Geologists, geophysicists, and hydrologists
Future growth: decline
Professionals in this category specialise in the location, identification, and extraction of various minerals and natural resources (such as water)—given the centrality of this goal to mining in general, it’s easy to see why geologists, geophysicists, and hydrologists are considered essential in the mining sector, which provides just below 60 per cent of their jobs.
Nevertheless, the number of geologists, geophysicists, and hydrologists is expected to decline over the next five years, continuing a pattern seen over the past decade. The good news is that, with half of these professionals aged over 45, and new prospects in mining reliably generating demand for the skills of earth scientists, both retirement and new opening will result in the creation of about 5,000 jobs by 2020 (even as the total number sinks from 7,500 to around 7,100).
Once on the job, geologists, geophysicists, and hydrologists are responsible for activities such as assisting prospecting teams, producing scientific papers and laboratory reports, and studying the causes and effects of natural phenomena like earthquakes and erosion.
As with many other professions in this sector, male earth scientists still outnumber their female counterparts. However, there have been encouraging signs of a shift towards a more balanced workforce, with one in four jobs now occupied by women.
Future growth: stable
Metallurgical engineers focus on converting raw materials—such as ore—into refined minerals that they then use to create industrial metals, alloys, and other materials. While only a small number (less than ten per cent) of metallurgical engineers are employed in mining, they are vital to industries such as manufacturing and engineering, which provide the majority of their jobs.
The Department of Employment predicts that the number of metallurgical engineers will vary only slightly over the next five years, hovering at around 8,600. However, new vacancies are expected, with turnover creating as many as 2,000 new vacancies by 2020.
Occupational and environmental health professionals
Future growth: strong
Mining is an inherently risky operation, and occupational and environmental health professionals play an important role in ensuring that people are kept safe, both at mining sites and in surrounding areas. This can involve ensuring compliance with relevant legislation and protocols, identifying and eliminating hazards, training staff in correct safety procedures, and coordinating the return and recovery of injured workers.

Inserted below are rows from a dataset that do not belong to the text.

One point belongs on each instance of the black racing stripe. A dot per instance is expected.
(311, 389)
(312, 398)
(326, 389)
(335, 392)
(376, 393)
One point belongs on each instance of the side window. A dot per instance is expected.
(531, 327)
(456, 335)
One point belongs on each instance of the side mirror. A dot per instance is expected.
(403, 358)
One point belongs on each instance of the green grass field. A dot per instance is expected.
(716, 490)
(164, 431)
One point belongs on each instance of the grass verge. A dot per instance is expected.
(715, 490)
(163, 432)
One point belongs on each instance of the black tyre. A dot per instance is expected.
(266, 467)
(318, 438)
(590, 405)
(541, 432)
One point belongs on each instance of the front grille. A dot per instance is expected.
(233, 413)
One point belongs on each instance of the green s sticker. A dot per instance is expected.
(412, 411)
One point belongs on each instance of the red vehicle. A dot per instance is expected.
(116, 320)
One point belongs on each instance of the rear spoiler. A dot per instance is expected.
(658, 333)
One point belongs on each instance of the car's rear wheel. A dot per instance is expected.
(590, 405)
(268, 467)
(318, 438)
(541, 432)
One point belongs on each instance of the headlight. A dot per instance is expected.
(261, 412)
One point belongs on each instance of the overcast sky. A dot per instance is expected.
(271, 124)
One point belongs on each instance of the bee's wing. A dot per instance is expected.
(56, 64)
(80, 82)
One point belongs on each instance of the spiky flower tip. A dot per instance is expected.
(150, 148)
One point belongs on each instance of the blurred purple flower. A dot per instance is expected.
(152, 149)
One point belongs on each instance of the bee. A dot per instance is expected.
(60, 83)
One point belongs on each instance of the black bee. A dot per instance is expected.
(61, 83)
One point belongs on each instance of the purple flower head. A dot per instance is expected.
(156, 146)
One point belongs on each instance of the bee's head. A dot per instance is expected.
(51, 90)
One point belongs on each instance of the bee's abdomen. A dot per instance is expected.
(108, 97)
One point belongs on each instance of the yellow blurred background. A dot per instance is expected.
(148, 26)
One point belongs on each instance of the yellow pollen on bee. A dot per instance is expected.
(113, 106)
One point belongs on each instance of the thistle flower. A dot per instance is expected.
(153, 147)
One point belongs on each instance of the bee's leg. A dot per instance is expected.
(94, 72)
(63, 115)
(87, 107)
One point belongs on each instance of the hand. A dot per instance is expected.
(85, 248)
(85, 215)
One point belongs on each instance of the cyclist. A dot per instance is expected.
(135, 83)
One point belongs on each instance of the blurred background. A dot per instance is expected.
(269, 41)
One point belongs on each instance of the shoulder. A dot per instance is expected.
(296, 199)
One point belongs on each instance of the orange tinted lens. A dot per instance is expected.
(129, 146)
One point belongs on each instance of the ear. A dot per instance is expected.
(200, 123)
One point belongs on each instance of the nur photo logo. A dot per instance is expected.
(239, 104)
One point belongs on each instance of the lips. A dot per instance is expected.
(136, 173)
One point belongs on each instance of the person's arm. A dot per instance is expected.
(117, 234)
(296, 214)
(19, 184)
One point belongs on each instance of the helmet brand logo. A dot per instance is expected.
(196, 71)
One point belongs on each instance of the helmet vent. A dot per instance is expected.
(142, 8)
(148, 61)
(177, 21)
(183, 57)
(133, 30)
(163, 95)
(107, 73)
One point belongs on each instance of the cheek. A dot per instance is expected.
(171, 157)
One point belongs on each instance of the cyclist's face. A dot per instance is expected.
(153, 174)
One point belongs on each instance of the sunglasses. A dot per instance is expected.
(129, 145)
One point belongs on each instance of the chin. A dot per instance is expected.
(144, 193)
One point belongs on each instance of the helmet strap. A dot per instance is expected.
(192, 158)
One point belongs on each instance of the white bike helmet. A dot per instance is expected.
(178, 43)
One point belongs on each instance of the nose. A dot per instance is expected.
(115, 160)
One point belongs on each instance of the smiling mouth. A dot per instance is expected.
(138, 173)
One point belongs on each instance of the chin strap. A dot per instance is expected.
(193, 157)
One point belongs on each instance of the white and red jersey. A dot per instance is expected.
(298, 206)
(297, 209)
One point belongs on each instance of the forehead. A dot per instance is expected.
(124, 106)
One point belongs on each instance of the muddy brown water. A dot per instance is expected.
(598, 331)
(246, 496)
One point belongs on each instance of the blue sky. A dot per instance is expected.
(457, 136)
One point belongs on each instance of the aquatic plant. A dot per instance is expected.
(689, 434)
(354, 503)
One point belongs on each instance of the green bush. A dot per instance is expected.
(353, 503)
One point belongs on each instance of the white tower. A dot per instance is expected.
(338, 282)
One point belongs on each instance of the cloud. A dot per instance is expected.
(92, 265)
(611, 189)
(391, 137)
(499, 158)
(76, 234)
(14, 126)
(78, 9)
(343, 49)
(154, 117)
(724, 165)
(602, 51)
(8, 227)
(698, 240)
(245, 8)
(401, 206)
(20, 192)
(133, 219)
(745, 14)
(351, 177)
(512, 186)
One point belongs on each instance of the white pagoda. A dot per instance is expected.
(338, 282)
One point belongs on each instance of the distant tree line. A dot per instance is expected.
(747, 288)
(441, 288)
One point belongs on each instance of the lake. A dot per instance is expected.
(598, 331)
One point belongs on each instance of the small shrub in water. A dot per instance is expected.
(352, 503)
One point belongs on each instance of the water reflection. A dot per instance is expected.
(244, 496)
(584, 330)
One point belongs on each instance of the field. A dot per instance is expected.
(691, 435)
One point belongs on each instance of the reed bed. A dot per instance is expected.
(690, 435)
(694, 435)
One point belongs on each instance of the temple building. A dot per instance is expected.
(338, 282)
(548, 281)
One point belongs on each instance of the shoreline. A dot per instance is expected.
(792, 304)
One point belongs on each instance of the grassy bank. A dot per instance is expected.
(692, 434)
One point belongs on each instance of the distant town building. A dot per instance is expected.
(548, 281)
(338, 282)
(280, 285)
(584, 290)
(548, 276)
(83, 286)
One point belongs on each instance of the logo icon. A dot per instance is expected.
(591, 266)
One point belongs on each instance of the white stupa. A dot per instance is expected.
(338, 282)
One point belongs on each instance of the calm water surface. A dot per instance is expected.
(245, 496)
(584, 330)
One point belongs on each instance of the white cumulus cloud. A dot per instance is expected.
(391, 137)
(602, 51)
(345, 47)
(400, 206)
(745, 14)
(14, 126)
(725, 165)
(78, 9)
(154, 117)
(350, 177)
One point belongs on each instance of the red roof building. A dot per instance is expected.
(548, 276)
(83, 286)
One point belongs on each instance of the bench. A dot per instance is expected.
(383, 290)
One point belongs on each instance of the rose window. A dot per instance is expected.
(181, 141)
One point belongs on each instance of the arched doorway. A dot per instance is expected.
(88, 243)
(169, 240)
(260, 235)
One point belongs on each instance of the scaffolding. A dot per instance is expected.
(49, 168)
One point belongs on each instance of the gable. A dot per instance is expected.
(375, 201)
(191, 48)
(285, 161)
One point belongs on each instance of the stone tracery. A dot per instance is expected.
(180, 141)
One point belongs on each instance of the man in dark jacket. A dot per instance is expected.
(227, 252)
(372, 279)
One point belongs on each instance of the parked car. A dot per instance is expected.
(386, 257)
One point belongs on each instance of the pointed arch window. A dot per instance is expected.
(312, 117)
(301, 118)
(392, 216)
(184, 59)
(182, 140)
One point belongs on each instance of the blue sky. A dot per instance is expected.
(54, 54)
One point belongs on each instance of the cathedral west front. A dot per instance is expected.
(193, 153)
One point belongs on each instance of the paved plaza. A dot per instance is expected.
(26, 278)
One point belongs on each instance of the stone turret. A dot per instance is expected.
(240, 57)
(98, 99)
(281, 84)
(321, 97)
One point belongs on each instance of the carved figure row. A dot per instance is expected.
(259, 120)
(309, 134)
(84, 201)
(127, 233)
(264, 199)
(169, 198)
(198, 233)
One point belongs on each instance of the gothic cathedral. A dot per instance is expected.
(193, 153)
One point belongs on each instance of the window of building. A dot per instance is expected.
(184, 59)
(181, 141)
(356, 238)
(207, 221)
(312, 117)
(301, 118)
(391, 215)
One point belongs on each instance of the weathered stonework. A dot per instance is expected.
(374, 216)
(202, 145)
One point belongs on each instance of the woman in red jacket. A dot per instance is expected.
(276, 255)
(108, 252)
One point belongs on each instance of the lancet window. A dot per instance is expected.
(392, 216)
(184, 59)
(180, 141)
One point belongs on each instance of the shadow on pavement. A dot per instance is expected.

The number of occupational and environmental health professionals is predicted to grow from 24,000 to around 27,000 over the next five years, reflecting the expansion of industries such as construction, public health, and social assistance. Coupled with vacancies caused by staff turnover and the creation of new positions, the total number of job openings will be at least 10,000 by 2020.
The distribution of these professionals reflects the relative population of different states and territories, with New South Wales, Queensland, and Western Australia providing approximately 75 per cent of jobs.